Natürlich besteht - das wird niemand ernsthaft bestreiten - immer Grund zur Vorsicht, wenn es um angebliche "Beweise" für Forschungs-Gegenstände wie die prähistorische Existenz von Riesen geht. Im Umgang mit derartigem Material halten wir jedoch weder den Ansatz 'orthodoxer' Schulwissenschaftler für legitim, die JEDEN derartigen Beleg aus unreflektierter Loyalität zu ihren Paradigmen PRINZIPIELL ablehnen, noch die reichlich naive Betrachtungsweise von 'Giganten-Fans', für die ebenso prinzipiell feststeht, dass überall dort 'WO RIESE DRAUFSTEHT' auch 'RIESE DRIN' sein muss.

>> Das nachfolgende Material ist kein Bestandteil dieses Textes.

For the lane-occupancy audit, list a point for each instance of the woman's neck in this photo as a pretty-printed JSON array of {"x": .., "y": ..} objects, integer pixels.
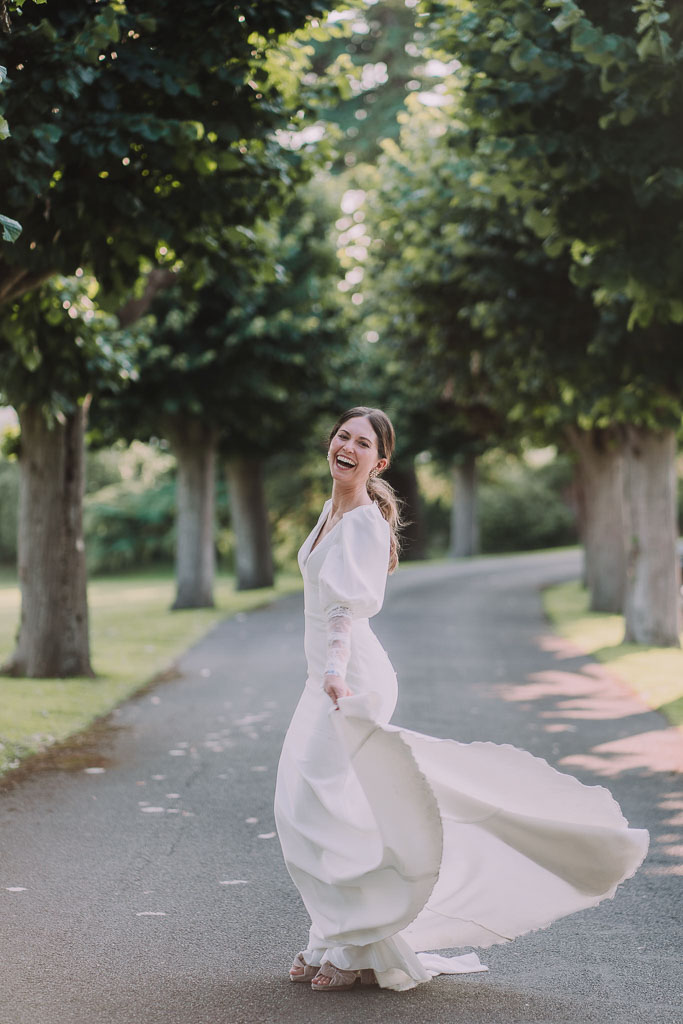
[{"x": 345, "y": 499}]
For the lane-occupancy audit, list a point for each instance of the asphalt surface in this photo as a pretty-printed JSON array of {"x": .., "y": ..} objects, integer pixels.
[{"x": 154, "y": 890}]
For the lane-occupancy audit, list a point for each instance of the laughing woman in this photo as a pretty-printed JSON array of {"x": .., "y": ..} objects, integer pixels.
[{"x": 399, "y": 842}]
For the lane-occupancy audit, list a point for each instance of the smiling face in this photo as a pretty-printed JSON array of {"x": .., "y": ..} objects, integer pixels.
[{"x": 353, "y": 452}]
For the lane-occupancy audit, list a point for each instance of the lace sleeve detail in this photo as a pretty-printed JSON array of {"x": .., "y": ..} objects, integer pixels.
[{"x": 339, "y": 640}]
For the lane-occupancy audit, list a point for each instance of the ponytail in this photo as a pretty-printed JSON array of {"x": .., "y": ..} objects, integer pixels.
[{"x": 385, "y": 497}]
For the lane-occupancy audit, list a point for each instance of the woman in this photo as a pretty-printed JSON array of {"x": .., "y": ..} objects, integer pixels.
[{"x": 398, "y": 842}]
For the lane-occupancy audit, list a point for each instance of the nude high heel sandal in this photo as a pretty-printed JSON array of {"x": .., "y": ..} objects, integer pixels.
[
  {"x": 308, "y": 972},
  {"x": 340, "y": 980}
]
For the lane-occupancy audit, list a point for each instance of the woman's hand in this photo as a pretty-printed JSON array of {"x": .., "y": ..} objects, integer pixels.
[{"x": 335, "y": 687}]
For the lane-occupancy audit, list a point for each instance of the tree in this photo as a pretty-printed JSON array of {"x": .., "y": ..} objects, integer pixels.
[
  {"x": 571, "y": 115},
  {"x": 236, "y": 370},
  {"x": 131, "y": 140},
  {"x": 53, "y": 631}
]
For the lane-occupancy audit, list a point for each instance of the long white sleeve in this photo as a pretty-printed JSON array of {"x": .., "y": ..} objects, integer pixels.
[
  {"x": 352, "y": 580},
  {"x": 339, "y": 640}
]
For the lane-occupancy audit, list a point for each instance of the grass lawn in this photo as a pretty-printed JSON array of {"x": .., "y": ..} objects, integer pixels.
[
  {"x": 655, "y": 673},
  {"x": 134, "y": 637}
]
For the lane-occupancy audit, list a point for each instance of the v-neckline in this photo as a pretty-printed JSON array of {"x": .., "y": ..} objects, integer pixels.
[
  {"x": 316, "y": 543},
  {"x": 319, "y": 529}
]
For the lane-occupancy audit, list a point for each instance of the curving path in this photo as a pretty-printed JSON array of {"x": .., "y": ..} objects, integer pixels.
[{"x": 153, "y": 891}]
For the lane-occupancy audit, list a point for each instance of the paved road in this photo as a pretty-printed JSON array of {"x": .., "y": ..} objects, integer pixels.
[{"x": 154, "y": 891}]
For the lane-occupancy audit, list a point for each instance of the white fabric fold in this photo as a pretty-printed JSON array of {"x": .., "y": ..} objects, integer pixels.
[{"x": 401, "y": 844}]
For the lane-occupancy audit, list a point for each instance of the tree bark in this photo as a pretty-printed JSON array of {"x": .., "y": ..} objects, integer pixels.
[
  {"x": 600, "y": 471},
  {"x": 464, "y": 516},
  {"x": 653, "y": 576},
  {"x": 195, "y": 448},
  {"x": 53, "y": 637},
  {"x": 253, "y": 556},
  {"x": 404, "y": 481}
]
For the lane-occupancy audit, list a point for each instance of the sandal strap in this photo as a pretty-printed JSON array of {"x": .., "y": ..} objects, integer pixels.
[{"x": 336, "y": 975}]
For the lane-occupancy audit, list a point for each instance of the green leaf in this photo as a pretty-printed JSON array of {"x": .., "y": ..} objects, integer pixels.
[{"x": 10, "y": 228}]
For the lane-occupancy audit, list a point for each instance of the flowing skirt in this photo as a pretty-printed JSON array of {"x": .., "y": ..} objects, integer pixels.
[{"x": 400, "y": 843}]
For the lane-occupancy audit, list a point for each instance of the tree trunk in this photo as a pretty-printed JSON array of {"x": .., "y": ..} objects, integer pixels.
[
  {"x": 653, "y": 576},
  {"x": 600, "y": 470},
  {"x": 253, "y": 557},
  {"x": 195, "y": 448},
  {"x": 464, "y": 516},
  {"x": 404, "y": 481},
  {"x": 52, "y": 638}
]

Nun kann man sich als Grenzwissenschaftler oder als ernsthafter, nonkonformistischer "Laienforscher" - je nach Temperament - über die Unwilligkeit (Unfähigkeit?) dieser beiden Gruppen amüsieren oder ärgern; die "Riesen-Ignoranz" professioneller Forscher-Kollegen stellt jedenfalls eine konkrete Herausforderung dar, da sie zwangsläufig den wissenschaftlichen Erkenntnis-Prozess behindern muss und ein tieferes Verständnis der Menschheits- und Zivilisationsgeschichte unmöglich macht.

Wie wir bereits in unserer Untersuchung festgestellt haben (siehe: Die Ursprünge der 'Gigantologie'), war - zumindest im deutschsprachigen Raum - bereits um 1830 herum die Frage "wissenschaftlich" entschieden, ob es in (prä-) historischen Zeiten Populationen riesenhafter Menschen oder Hominiden gegeben habe; und als Antwort auf diese Frage stand seither ein klares "NEIN" im Raum. Dieses "NEIN" glich, vor allem in den USA, in seiner Endgültigkeit dem Richtspruch des Zeus, der die Giganten und Titanen bis ans Ende aller Tage in die Unterwelt verbannt sehen wollte.

Als die ersten Riesen dann im späten 18. und vor allem im 19. Jahrhundert in Form (vermeintlicher und tatsächlicher) archäologischer Entdeckungen wieder an die Erd-Oberfläche kamen, beschlossen die Herren auf dem 'Olymp der Wissenschaft' offenbar, sie erneut als gefährliche Störenfriede in 'Sicherungs-Verwahrung' zu stecken. Das Urteil lautete nun: Ewige Verbannung der Giganten in die Welt der Märchen und Fabeln. Einspruch war nicht vorgesehen und eine Revisions-Instanz gab es damals (noch) nicht.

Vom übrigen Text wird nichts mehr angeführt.